Selon une étude co-financée et menée par le Centre Athénas, centre de soins de la faune sauvage dans le Jura, un appauvrissement génétique inquiétant de la population de lynx dans le massif du Jura pourrait conduire à l'extinction de l'espèce en France dans 30 ans.
Le lancement de cette étude, en 2018, avait fait parler, le projet était ambitieux : récolter et analyser l'ADN du plus grand nombre possible de lynx du massif jurassien. Six ans plus tard, ses résultats démontrent un appauvrissement préoccupant du capital génétique de cette population.
"Nos résultats montrent une diversité génétique extrêmement faible" décrit l'étude, publiée dans la revue Frontiers in conservation science en février 2023 et traduite en français en novembre. La publication estime même qu'en l'absence de mesure, "l'extinction [...] pourrait se produire dans environ 30 ans".
88 échantillons ADN collectés
Pour mener cette étude, le Centre Athenas a collecté pendant 12 ans des échantillons ADN sur les lynx tués, blessés et orphelins qu'il a été amené à recueillir, en tant que seul centre de soins de la faune sauvage français habilité à s'occuper du lynx boréal, classé espèce protégée. 88 échantillons ont ainsi été collectés et analysés.

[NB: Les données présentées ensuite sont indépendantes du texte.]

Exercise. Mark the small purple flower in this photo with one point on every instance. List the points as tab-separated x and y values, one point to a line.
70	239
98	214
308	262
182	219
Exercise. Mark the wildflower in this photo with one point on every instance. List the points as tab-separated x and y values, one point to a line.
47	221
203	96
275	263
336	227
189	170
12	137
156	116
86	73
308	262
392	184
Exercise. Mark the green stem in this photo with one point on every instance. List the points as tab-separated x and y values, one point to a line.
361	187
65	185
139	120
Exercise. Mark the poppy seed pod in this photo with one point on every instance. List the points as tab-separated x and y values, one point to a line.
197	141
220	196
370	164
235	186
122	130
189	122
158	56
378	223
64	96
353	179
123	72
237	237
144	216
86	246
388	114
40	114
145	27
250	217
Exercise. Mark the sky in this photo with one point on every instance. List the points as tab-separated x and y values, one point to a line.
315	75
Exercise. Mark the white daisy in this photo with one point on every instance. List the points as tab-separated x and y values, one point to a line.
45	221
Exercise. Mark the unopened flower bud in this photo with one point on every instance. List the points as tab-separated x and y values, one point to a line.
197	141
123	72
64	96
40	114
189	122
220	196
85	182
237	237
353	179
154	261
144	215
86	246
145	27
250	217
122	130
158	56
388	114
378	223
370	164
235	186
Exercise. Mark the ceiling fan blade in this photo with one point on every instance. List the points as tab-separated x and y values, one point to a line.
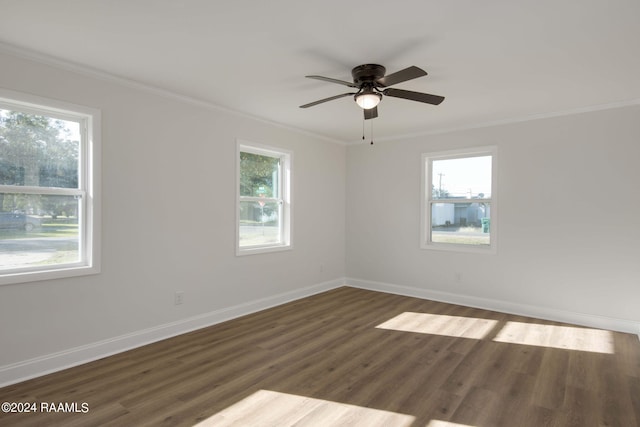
410	73
331	98
414	96
330	80
371	113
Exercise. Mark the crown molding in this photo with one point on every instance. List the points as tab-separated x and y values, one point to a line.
74	67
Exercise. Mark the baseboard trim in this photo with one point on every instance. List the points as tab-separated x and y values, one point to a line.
32	368
590	320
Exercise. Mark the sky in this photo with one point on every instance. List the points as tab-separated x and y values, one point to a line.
467	176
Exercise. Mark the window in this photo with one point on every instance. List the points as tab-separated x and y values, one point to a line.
459	208
264	199
48	189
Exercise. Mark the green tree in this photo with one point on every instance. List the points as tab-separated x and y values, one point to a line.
35	151
258	175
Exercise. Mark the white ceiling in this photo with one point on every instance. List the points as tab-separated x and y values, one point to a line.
494	60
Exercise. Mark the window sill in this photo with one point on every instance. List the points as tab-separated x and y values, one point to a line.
14	277
262	249
452	247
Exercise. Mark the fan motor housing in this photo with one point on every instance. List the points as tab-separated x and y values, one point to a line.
367	73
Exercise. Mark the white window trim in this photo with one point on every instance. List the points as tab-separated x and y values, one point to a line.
425	198
285	190
89	244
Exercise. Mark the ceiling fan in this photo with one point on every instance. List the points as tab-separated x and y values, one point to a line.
372	85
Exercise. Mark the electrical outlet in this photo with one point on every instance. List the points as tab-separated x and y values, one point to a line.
178	297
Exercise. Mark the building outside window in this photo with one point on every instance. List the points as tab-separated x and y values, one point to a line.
264	199
459	207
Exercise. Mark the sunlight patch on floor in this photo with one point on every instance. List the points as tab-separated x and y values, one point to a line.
440	324
563	337
271	408
438	423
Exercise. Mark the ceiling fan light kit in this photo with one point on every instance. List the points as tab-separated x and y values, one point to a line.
372	84
368	100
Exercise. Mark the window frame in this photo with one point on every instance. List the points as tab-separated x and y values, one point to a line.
426	200
284	200
88	190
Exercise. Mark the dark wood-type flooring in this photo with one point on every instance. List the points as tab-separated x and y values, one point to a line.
323	361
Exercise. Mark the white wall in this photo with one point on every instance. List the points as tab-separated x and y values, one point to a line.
569	218
168	189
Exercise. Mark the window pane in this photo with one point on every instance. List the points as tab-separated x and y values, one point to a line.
38	230
259	223
468	177
461	222
38	151
259	175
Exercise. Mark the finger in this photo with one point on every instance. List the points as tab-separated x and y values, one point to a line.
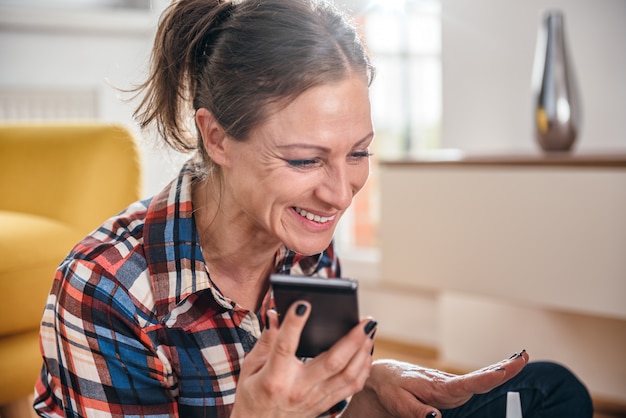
408	406
487	378
288	335
340	354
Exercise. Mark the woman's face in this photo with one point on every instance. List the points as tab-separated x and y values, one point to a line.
296	175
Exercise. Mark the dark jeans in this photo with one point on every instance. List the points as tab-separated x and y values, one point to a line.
547	390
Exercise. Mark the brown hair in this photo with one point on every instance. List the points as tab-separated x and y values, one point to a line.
235	58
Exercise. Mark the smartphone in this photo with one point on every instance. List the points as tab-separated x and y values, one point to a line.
334	308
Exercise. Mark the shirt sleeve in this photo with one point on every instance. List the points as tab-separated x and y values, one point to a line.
98	361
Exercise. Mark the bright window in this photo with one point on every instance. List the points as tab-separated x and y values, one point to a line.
404	39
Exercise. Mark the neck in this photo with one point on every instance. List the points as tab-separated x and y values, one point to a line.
239	258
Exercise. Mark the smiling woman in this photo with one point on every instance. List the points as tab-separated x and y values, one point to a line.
166	309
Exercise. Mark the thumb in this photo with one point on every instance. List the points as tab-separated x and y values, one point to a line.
288	336
259	354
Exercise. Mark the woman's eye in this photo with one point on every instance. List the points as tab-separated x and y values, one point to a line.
302	163
360	155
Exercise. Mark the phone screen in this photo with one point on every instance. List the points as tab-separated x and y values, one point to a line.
334	308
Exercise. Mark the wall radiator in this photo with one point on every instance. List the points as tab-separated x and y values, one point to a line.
47	104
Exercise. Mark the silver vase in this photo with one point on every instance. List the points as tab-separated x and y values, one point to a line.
555	96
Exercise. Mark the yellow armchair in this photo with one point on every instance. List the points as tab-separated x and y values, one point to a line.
57	183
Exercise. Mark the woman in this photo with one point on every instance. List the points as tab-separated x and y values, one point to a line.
166	310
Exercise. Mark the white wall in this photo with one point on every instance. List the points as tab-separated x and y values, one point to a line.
488	50
101	50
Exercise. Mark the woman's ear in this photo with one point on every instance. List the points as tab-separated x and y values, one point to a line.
213	135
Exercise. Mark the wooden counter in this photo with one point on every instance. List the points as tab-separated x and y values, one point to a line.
546	230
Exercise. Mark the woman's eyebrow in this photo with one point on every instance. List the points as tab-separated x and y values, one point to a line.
320	148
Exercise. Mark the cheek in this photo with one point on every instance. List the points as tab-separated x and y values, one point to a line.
361	178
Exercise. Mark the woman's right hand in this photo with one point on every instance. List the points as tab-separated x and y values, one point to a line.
274	383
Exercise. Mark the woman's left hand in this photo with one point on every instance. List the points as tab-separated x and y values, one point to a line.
402	390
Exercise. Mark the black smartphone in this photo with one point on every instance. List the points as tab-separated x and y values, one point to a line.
334	308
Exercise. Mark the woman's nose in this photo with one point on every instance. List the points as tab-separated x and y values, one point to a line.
337	189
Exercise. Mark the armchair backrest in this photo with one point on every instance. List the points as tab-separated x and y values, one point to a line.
79	174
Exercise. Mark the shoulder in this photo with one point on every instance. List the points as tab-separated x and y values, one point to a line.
107	270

"La France était le seul pays à ne pas travailler sur la génétique du lynx" explique Gilles Moyne, directeur du centre Athenas. "Nous l'avons demandé, mais comme ça ne se faisait pas, on l'a financé".

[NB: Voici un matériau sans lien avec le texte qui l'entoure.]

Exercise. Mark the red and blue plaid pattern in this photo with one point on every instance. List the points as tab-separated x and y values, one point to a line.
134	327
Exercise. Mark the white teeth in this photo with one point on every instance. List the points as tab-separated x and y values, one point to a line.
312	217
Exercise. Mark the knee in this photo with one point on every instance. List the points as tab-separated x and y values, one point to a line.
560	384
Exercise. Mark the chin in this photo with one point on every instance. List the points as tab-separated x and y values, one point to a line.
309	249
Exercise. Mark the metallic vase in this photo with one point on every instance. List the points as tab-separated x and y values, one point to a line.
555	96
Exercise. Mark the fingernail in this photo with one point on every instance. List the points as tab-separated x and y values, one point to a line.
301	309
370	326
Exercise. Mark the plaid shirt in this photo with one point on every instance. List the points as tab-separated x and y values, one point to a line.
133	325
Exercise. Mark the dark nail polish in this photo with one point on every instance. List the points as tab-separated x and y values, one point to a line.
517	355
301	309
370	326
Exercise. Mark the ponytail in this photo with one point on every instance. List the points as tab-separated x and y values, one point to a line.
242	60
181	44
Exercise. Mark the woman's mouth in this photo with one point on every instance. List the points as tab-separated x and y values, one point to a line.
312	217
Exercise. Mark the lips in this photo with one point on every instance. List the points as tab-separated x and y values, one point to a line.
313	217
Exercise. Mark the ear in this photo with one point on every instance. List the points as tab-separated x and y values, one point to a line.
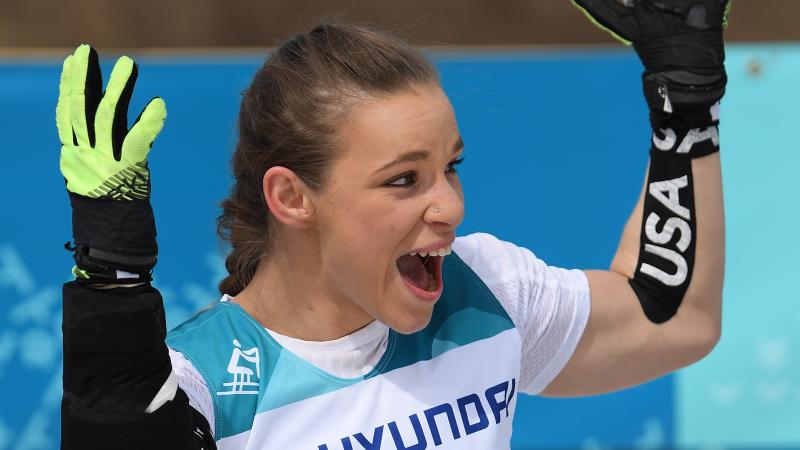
288	198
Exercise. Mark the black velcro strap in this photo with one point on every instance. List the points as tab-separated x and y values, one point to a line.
119	234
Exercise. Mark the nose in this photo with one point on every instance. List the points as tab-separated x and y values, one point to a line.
446	207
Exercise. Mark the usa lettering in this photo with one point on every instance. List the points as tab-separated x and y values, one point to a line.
694	136
448	421
668	194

Une étude d'autant plus importante que, comme l'explique la publication, les lynx aujourd'hui présents dans le massif jurassien, en France comme en Suisse, sont tous issus de quelques individus, ré-introduits dans le Jura suisse dans les années 1970. Ce bassin de population ne communique pas avec les autres groupes de population en Europe, comme en Allemagne du sud ou dans les Carpates.
10 ancêtres pour 200 lynx
"Deux mâles et deux femelles originaires des Carpates ont été réintroduits légalement, et un nombre estimé de trois mâles et trois femelles ont été réintroduits illégalement" détaille l'étude. L'article estime qu'environ 200 individus, dont 75% évolueraient en France, sont issus de ces dix individus. Un nombre réduit, facteur, à terme, de consanguinité. "En comparant avec la population source des Carpates, le niveau de consanguinité est très préoccupant" estime l'étude.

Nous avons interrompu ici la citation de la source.